Hand dominance and bone response after a distal radial fracture: a peripheral QCT study

Jahr: 2007

Ashe MC, Khan KM, Davis JC, Guy P, McKay HA
University of British Columbia, Vancouver, British Columbia, Canada. mashe@telus.net

Abstract

There are no reports on bone geometry or volumetric bone density adaptations in those who have sustained a distal radial fracture. We used peripheral quantitative computed tomography (pQCT) and dual-energy X-ray absorptiometry (DXA) to quantify bone and muscle response to immobilization. We measured side-side differences in women aged > or =50 yr who had previously sustained a wrist fracture (4.0+/-3.5 mean yr since fracture).

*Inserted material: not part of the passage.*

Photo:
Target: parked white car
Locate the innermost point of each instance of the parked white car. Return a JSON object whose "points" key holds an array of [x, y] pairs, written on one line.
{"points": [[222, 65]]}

We used pQCT and DXA to measure bone in 31 women (mean age 72.4+/-9.7 yr) at the 4% and 30% sites of bilateral radii; measured grip strength and functional outcome. Initially, we compared the fractured side to intact side and did not control for hand dominance. We observed greater total area (ToA) at the distal (4%) radius on the fractured side without a significant increase in density. At the midshaft (30% site), we observed significantly less ToA and cortical bone on the fracture side. Grip strength was also significantly less on the fractured side (p<0.01). We assessed dominant side fractures and nondominant fractures separately. We observed a greater discrepancy between limbs with a nondominant side fracture, even after accounting for dominance. This cross-sectional study suggests that the bone response to a nondominant fracture may differ from a dominant fracture.